На другой картинке в снежную ночь въезжал паровоз. Он изрыгал густой белый дым, светил фарами и вез голого карапуза с крыльями за спиной. Карапуз махал листиком клевера невероятных размеров и, видимо, изо всех сил кричал: «Счастливого Нового Года!» Джейк кровожадно осмотрел пузатого, но решил не трогать. Клевер – к удаче.
Было темно и тихо.
«Не знаю, как и сказать, – попробовал продолжить он. – Возможно, что…»
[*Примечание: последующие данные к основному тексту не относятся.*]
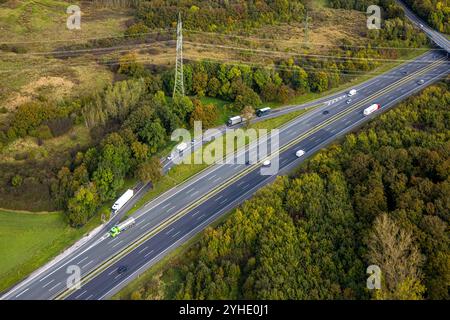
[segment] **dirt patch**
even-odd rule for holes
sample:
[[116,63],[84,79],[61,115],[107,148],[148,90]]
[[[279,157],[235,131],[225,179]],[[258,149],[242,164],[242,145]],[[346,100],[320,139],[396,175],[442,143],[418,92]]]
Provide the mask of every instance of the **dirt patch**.
[[61,77],[46,76],[41,77],[37,81],[27,84],[22,87],[20,92],[16,93],[14,97],[8,100],[6,107],[9,110],[14,110],[18,106],[45,92],[51,92],[53,97],[64,97],[70,94],[74,83]]

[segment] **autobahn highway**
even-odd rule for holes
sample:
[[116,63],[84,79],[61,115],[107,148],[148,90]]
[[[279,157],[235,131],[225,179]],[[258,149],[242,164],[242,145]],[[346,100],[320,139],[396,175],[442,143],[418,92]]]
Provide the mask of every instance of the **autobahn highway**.
[[448,38],[441,34],[440,32],[434,30],[429,27],[425,21],[417,17],[408,6],[400,0],[397,0],[397,3],[403,8],[405,11],[406,17],[412,21],[418,28],[422,29],[423,32],[440,48],[450,53],[450,41]]
[[[323,99],[312,102],[311,106],[319,104],[319,107],[280,128],[279,174],[407,96],[445,77],[449,65],[441,53],[429,52],[357,86],[358,93],[350,104],[346,99],[338,99],[342,93],[332,98],[334,103],[324,103]],[[420,79],[424,80],[421,85],[417,83]],[[383,110],[364,117],[362,110],[372,103],[381,104]],[[251,144],[249,149],[255,147],[256,144]],[[306,151],[300,159],[295,156],[298,149]],[[247,151],[238,153],[247,154]],[[261,175],[260,163],[212,165],[136,211],[133,215],[136,226],[132,229],[113,239],[105,232],[100,233],[46,270],[25,279],[2,299],[110,297],[170,250],[251,197],[275,177]],[[68,291],[69,274],[66,271],[71,265],[81,268],[83,283],[80,289]],[[127,266],[128,270],[119,274],[120,266]]]

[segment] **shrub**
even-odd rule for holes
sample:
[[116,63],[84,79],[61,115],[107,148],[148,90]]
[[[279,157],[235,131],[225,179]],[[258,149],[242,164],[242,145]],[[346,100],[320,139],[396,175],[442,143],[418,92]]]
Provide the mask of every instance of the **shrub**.
[[14,188],[21,186],[22,182],[23,182],[23,178],[20,175],[18,175],[18,174],[13,176],[12,179],[11,179],[11,185]]

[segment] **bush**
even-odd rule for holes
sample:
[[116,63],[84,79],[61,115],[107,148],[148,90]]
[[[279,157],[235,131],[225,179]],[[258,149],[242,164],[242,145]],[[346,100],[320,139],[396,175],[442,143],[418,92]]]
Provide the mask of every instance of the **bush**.
[[30,132],[30,135],[42,140],[53,138],[52,132],[50,131],[50,128],[47,125],[41,125],[36,130],[32,130]]
[[22,185],[23,182],[23,178],[16,174],[15,176],[12,177],[11,179],[11,185],[16,188],[16,187],[20,187]]

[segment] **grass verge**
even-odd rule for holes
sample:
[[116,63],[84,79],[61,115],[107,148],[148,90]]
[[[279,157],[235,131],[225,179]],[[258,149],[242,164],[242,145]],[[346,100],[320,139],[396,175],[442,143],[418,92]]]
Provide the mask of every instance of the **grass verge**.
[[[98,226],[100,216],[83,228],[68,226],[61,212],[0,210],[0,292],[49,262]],[[6,258],[6,259],[5,259]]]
– Может, Сан-Хосе? – спросила за стеной Ширли. Они там с Идой раскладывали пасьянс. – Или Лос-Анджелес? Точно, Лос-Анджелес! Представляешь, там, говорят, сейчас Сенбернар[3] выступает!
– Абер найн, майне кляйне, – отозвалась немка. – Нихт ехать. Немножко терпеть. От клиент не будет отбой.
– Ты что, ты что говоришь? – поперхнулась Ширли. – Как?
– Город строить. – Голос Иды был почти равнодушным. – Все проходить, а город опять строить.
– Да конечно! Все дорогие клиенты поразъехались! Со своими селедками!
– Еще будут военный. Много военный – хорошо. Немножко терпеть, покамест безопасно. Мужчина не может долго без девочка.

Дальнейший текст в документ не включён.